Could the January 7 Charlie Hebdo attack have been a secret service operation, or perhaps an anti-Muslim plot? The wildest conspiracy theories found their way onto the Internet within hours of the Paris bloodbath.

Just as it did in the wake of the September 11, 2001, attacks in the United States, the rumour machine moved into top gear from the very moment the first reports emerged.

Among the most frequently mentioned is the apparent change in colour of the rearview mirrors of a car used by the Kouachi brothers — white on an image taken near the Charlie Hebdo office where they killed 12 people and black in a later image of the abandoned vehicle.

Experts put the change down to the fact that the mirrors were made out of chrome, a material that can change colour according to the light.

Other details providing rich material for the conspiracy theorists included the identity card mislaid by one of the Kouachi brothers and the telephone receiver not properly put back on its hook at the supermarket where gunman Amedy Coulibaly killed four people during a hostage siege two days later.

Even the route of the January 11 solidarity march through Paris has been given dubious significance in the minds of some, with claims that it mirrored the outline of Israel's borders.

– Official theories too dull –

Emmanuel Taieb, a professor at the Sciences-Po Lyon university in central-eastern France and a specialist in conspiracy plots, said that for many the official interpretation of events — as provided by the police, politicians and analysts — was simply too dull.

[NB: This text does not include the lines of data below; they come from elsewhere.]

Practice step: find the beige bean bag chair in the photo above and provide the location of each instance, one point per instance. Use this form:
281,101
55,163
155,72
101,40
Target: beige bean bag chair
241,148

"It is considered poor, disappointing. So it is ruled out or questioned in favour of a more appealing, worrying analysis," he said.

Observers say that young people, for whom the Internet is their main source of information, are particularly vulnerable to believing everything they read online.

Mohamed Tria, 49, a business executive and president of the La Duchere football club in a tough area of Lyon, said the mainstream interpretation of the attacks was far from the norm in some places.

"I met around 40 kids aged between 13 and 15 in my club. I was astounded by what I heard," he said.

"They had not got their information from newspapers, but from social networks, it's the only accessible source for them and they believe what they read there as if it is the truth," he said.

Others said adults now have far less control over what young people opt to believe.

"For 30 years, 90 percent of what children learned came from either their parents or school. Now, it's the other way round. We need education about social networks," a teacher at a roundtable discussion in the northern Paris suburb of Sarcelles said last week.

For Guillaume Brossard, co-founder of the website hoaxbuster.com, a site that allows people to check the validity of information, it is as if the self-expression made possible by the Internet was custom-made for rebellious teenagers.

"Adolescence is a time when one needs to assert oneself and rebel against adults, the established order, society etc… Alternative theories are therefore a wonderful area of self-expression for them," he said.

"The explosion of social networks has seen what would once have been classroom discussions take place on Twitter, Snapchat or Instagram," he added.

Olivier Ertzscheid, a lecturer in information science in the western city of Nantes, noted that established media such as the daily Le Monde responded fairly quickly on social networks with counter-arguments knocking down the various conspiracy theories.

Speed was of the essence if a balanced picture was to emerge, he said.